When I say that you get the correct answer, or the honest answer, I mean something like “you get the one that we would want our AI systems to give, if we knew everything that the AI systems know”. An alternative definition is that the answer should be “accurately reporting what humans would justifiably believe given lots of time to reflect” rather than “accurately corresponding to reality”.
Right, OK.
So my issue with using “correct” like this in the current context is that it hides too much and creates a big risk of conflation. By no means do I assume—or intend to argue—that my debate setup can correctly answer every question in the sense above. Yet, of course, I intend for my system to provide “correct answers” in some sense. (A sense which has less to do with providing the best answer possible from the information available, and more to do with avoiding mistakes.)
If I suppose “correct” is close to has an honest argument which gives enough information to convince a human (let’s call this correctabram), then I would buy your original argument. Yet this would do little to connect my argument to factored cognition.
If I suppose “correct” is close to what HCH would say (correctpaul) then I still don’t buy your argument at all, for precisely the same reason that I don’t buy the version where “correct” simply means “true”—namely, because correctpaul answers don’t necessarily win in my debate setup, any more than correcttrue answers do.
Of course neither of those would be very sensible definitions of “correct”, since either would make the WFC claim uninteresting.
Let’s suppose that “correct” at least includes answers which an ideal HCH would give (IE, assuming no alignment issues with HCH, and assuming the human uses pretty good question-answering strategies). I hope you think that’s a fair supposition—your original comment was trying to make a meaningful statement about the relationship between my thing and factored cognition, so it seems reasonable to interpret WFC in that light.

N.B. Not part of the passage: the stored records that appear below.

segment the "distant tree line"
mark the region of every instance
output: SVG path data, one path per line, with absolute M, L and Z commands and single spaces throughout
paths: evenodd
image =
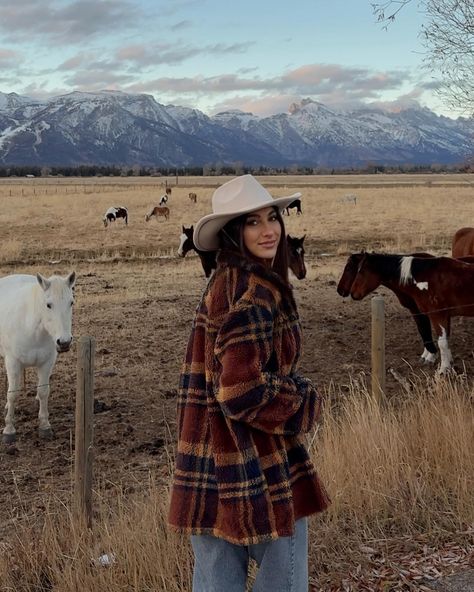
M 379 164 L 359 167 L 327 167 L 294 164 L 287 167 L 207 164 L 196 167 L 143 167 L 81 165 L 78 167 L 3 166 L 0 177 L 187 177 L 220 175 L 375 175 L 400 173 L 474 173 L 474 158 L 458 164 Z

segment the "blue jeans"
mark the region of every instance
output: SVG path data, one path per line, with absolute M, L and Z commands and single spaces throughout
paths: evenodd
M 253 592 L 308 591 L 308 521 L 290 537 L 242 546 L 209 535 L 191 536 L 193 592 L 245 592 L 250 559 L 258 565 Z

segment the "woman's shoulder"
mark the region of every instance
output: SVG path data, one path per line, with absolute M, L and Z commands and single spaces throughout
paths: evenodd
M 239 257 L 222 257 L 215 272 L 214 292 L 225 291 L 231 306 L 261 305 L 274 307 L 282 293 L 275 273 L 263 265 Z

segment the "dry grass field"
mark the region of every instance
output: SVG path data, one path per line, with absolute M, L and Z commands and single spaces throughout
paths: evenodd
M 213 188 L 225 180 L 167 179 L 170 219 L 150 222 L 145 214 L 164 193 L 160 178 L 0 180 L 0 274 L 76 270 L 74 335 L 93 336 L 97 352 L 93 532 L 79 531 L 69 512 L 73 347 L 52 377 L 55 438 L 38 439 L 29 370 L 17 444 L 0 448 L 0 590 L 190 589 L 187 546 L 166 530 L 166 487 L 180 362 L 205 278 L 197 256 L 179 259 L 176 250 L 181 225 L 210 211 Z M 379 409 L 366 388 L 370 299 L 345 301 L 336 284 L 347 255 L 362 248 L 449 254 L 454 232 L 474 226 L 472 180 L 261 180 L 275 196 L 303 193 L 303 215 L 285 222 L 290 234 L 306 235 L 308 274 L 293 281 L 305 338 L 301 370 L 326 398 L 311 448 L 333 500 L 311 523 L 312 589 L 429 590 L 425 576 L 472 555 L 474 320 L 453 322 L 456 374 L 439 378 L 419 364 L 423 348 L 408 311 L 379 290 L 387 367 L 412 388 L 407 394 L 388 374 Z M 356 204 L 343 199 L 348 194 Z M 103 213 L 118 205 L 129 209 L 128 226 L 117 220 L 104 228 Z M 2 366 L 3 399 L 4 375 Z M 95 561 L 103 553 L 114 555 L 107 568 Z

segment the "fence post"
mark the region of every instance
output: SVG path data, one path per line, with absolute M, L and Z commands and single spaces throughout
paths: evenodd
M 77 349 L 75 511 L 88 528 L 92 526 L 92 461 L 94 432 L 95 339 L 80 337 Z
M 383 296 L 372 298 L 372 396 L 385 396 L 385 317 Z

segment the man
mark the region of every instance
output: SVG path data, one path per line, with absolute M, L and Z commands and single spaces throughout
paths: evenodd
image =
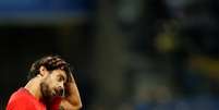
M 80 110 L 81 97 L 69 64 L 58 56 L 33 63 L 28 82 L 9 99 L 7 110 Z

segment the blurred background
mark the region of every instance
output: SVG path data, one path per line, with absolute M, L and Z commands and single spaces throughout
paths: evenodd
M 0 103 L 60 54 L 83 110 L 218 110 L 219 0 L 0 0 Z

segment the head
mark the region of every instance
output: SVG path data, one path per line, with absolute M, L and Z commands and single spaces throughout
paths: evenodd
M 69 63 L 59 56 L 44 57 L 32 64 L 28 80 L 39 77 L 42 98 L 61 96 L 71 74 Z

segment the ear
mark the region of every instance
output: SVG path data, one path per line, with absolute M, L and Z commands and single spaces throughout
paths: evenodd
M 42 77 L 48 75 L 48 71 L 45 66 L 39 68 L 39 75 Z

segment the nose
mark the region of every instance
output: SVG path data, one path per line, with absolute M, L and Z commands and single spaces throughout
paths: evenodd
M 64 88 L 63 87 L 58 87 L 59 90 L 59 96 L 63 96 L 64 95 Z

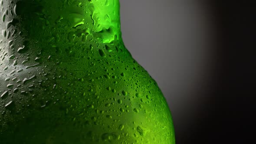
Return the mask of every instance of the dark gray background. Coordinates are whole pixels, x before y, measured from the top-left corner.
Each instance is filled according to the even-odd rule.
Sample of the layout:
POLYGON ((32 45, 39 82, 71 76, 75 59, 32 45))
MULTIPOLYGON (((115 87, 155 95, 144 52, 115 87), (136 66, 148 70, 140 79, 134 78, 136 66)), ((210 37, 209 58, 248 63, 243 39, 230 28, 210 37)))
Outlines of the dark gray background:
MULTIPOLYGON (((211 98, 214 23, 195 0, 120 0, 123 41, 158 83, 172 112, 177 137, 211 98)), ((181 137, 181 138, 182 138, 181 137)))
POLYGON ((255 141, 256 1, 120 1, 125 44, 163 92, 177 144, 255 141))

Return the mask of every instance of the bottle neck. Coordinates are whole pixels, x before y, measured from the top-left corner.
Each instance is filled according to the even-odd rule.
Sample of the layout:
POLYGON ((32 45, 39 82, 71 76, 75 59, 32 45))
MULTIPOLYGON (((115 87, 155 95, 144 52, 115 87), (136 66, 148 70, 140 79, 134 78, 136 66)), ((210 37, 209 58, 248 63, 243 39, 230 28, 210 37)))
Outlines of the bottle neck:
POLYGON ((30 39, 39 34, 66 38, 62 43, 92 38, 110 43, 121 38, 118 0, 18 1, 14 11, 30 39))

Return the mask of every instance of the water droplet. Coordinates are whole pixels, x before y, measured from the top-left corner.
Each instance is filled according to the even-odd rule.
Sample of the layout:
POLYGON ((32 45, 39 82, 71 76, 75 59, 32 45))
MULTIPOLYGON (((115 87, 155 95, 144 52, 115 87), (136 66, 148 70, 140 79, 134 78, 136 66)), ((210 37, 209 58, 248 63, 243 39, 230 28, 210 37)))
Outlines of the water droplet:
POLYGON ((140 135, 143 136, 143 130, 140 126, 137 127, 137 131, 140 134, 140 135))
POLYGON ((11 106, 13 104, 13 101, 11 101, 10 102, 8 102, 7 104, 5 105, 4 107, 7 108, 9 108, 11 107, 11 106))
POLYGON ((9 92, 8 91, 6 91, 1 95, 1 98, 3 98, 9 95, 9 92))
POLYGON ((7 85, 7 87, 8 88, 11 88, 13 86, 13 84, 9 84, 7 85))
POLYGON ((141 95, 140 93, 136 93, 135 94, 135 96, 137 98, 140 98, 141 96, 141 95))
POLYGON ((122 94, 123 94, 123 95, 124 95, 124 96, 126 96, 127 95, 127 92, 126 92, 126 91, 122 91, 122 94))
POLYGON ((125 76, 125 73, 124 72, 122 72, 121 73, 121 76, 125 76))
POLYGON ((34 75, 33 76, 32 76, 31 77, 30 77, 30 78, 27 79, 26 78, 25 78, 25 79, 24 79, 23 80, 23 84, 26 84, 26 83, 30 82, 30 81, 31 81, 32 79, 34 79, 34 78, 36 78, 36 75, 34 75))
POLYGON ((111 88, 110 88, 110 87, 108 87, 107 88, 107 90, 108 90, 108 91, 110 91, 111 90, 111 88))
POLYGON ((104 52, 104 51, 102 49, 99 49, 98 50, 98 52, 99 53, 99 55, 102 57, 105 57, 107 56, 105 52, 104 52))
POLYGON ((125 126, 124 124, 120 124, 120 125, 119 125, 119 129, 120 130, 120 131, 121 131, 124 129, 124 128, 125 126))
POLYGON ((118 104, 121 104, 122 103, 122 100, 119 99, 118 100, 117 100, 117 102, 118 104))
POLYGON ((134 111, 135 112, 137 112, 137 113, 139 112, 139 110, 137 109, 136 108, 134 108, 133 109, 133 111, 134 111))

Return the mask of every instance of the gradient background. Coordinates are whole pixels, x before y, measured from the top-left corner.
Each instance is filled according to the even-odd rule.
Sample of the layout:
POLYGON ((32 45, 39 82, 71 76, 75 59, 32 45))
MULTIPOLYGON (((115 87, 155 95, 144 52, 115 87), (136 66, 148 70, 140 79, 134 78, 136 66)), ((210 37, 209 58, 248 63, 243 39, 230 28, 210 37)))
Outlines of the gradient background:
POLYGON ((125 44, 164 93, 177 144, 253 140, 255 2, 120 1, 125 44))

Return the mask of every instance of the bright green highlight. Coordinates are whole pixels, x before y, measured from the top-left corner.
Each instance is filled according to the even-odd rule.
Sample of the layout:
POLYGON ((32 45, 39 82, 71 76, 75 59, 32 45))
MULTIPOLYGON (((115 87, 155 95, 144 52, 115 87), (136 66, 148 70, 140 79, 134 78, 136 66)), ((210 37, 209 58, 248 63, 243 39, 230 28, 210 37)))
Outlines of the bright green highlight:
POLYGON ((0 0, 1 144, 175 144, 118 0, 0 0))

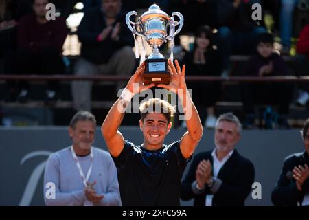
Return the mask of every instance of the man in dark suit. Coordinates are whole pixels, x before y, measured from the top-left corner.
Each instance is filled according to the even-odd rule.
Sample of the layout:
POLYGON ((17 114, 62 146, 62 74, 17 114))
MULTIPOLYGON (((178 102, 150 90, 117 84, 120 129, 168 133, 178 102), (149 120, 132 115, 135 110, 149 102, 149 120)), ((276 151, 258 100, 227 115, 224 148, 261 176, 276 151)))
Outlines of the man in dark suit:
POLYGON ((253 164, 235 149, 242 126, 231 113, 217 120, 213 151, 197 154, 181 184, 181 199, 196 206, 244 206, 254 182, 253 164))
POLYGON ((305 152, 286 158, 271 201, 275 206, 309 206, 309 118, 301 132, 305 152))

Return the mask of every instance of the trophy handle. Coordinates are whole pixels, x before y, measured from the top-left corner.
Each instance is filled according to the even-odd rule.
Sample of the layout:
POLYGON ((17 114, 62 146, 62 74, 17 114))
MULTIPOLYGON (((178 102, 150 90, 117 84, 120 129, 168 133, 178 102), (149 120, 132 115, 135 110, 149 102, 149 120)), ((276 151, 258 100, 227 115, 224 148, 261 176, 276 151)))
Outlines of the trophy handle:
POLYGON ((140 36, 144 37, 144 36, 143 34, 141 34, 141 33, 138 32, 136 30, 136 26, 140 26, 140 24, 133 22, 131 20, 130 20, 130 17, 131 16, 131 15, 137 15, 137 12, 135 11, 131 11, 130 12, 128 12, 128 14, 126 14, 126 23, 128 25, 128 28, 130 29, 130 30, 135 34, 140 36), (133 25, 133 26, 131 25, 133 25))
POLYGON ((177 12, 173 12, 172 14, 172 16, 173 16, 174 17, 175 16, 178 16, 179 18, 179 21, 174 21, 175 27, 177 26, 178 25, 179 25, 179 27, 178 28, 177 30, 174 34, 174 35, 176 35, 181 30, 181 28, 183 28, 183 16, 181 13, 177 12))

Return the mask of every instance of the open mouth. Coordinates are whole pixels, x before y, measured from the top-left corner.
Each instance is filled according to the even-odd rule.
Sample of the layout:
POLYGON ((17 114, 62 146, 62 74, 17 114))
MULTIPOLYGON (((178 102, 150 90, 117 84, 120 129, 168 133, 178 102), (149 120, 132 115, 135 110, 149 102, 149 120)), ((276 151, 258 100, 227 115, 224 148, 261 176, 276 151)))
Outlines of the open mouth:
POLYGON ((152 134, 152 133, 149 134, 149 135, 150 135, 151 138, 159 138, 159 137, 161 136, 161 135, 159 135, 159 134, 152 134))

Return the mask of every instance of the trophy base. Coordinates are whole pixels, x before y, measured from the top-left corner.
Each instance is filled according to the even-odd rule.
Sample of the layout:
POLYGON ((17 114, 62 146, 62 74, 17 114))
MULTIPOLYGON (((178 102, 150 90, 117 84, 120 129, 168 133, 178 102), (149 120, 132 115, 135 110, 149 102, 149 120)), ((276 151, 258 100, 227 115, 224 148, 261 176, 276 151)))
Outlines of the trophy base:
POLYGON ((144 84, 170 84, 170 74, 144 74, 144 84))
POLYGON ((170 76, 168 69, 168 59, 148 58, 145 60, 145 66, 143 74, 144 85, 170 84, 170 76))

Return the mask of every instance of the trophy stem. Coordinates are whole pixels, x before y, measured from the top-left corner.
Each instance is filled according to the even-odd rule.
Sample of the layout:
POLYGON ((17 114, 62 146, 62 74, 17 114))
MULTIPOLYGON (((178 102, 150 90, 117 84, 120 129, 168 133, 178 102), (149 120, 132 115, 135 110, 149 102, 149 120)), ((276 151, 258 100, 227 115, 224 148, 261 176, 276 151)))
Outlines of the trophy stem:
POLYGON ((148 59, 164 58, 164 56, 159 52, 158 46, 155 45, 152 49, 152 54, 148 56, 148 59))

I furthermore suppose that actual literal PSPACE problems can be safely computed by HCH. (This isn’t really clear, given safety restrictions you’d want to place on HCH, but we can think about that more if you want to object.)
So my new counterexample is PSPACE problems. Although I suppose an HCH can answer such questions, I have no reason to think my proposed debate system can. Therefore I think the tree you propose (which iiuc amounts to a proof of “A is never fully defeated”) won’t systematically be correct (A may be defeated by virtue of its advocate not being able to provide the human with enough reason to think it is true).
---
Other responses:
In this case they’re acknowledging that the other player’s argument is “correct” (i.e. more likely than not to win if we continued recursively debating). While this doesn’t guarantee their loss, it sure seems like a bad sign.
In this position, I would argue to the judge that not being able to identify specifically which assumption of my opponent’s is incorrect does not indicate concession, precisely because my opponent may have a complex web of argumentation which hides the contradiction deep in the branches or pushes it off to infinity.
Yes, I agree this is true under those specific rules. But if there was a systematic bias in this way, you could just force exploration of both player’s arguments in parallel (at only 2x the cost).
Agreed—I was only pointing out that the setup you linked didn’t have the property you mentioned, not that it would be particularly hard to get.
Re: correctness, I think I actually misled you with my last comment; I lost track of the original point. I endorse the thing I said as a definition of what I’m usually hoping for with debate, but I don’t think that was the definition I was using here.
I think in this comment thread I’ve been defining an honest answer as one that can be justified via arguments that eventually don’t have any defeaters. I thought this was what you were going for since you started with the assumption that dishonest answers always have defeaters—while this doesn’t strictly imply my definition, that just seemed like the obvious theoretical model to be using. (I didn’t consciously realize I was making that assumption.)
I still think that working with this “definition” is an interesting theoretical exercise, though I agree it doesn’t correspond to reality. Looking back I can see that you were talking about how this “definition” doesn’t actually correspond to the realistic situation, but I didn’t realize that’s what you were saying, sorry about that.
I think in this comment thread I’ve been defining an honest answer as one that can be justified via arguments that eventually don’t have any defeaters. I thought this was what you were going for since you started with the assumption that dishonest answers always have defeaters—while this doesn’t strictly imply my definition, that just seemed like the obvious theoretical model to be using. (I didn’t consciously realize I was making that assumption.)
Right, I agree—I was more or less taking that as a definition of honesty. However, this doesn’t mean we’d want to take it as a working definition of correctness, particularly not for WFC.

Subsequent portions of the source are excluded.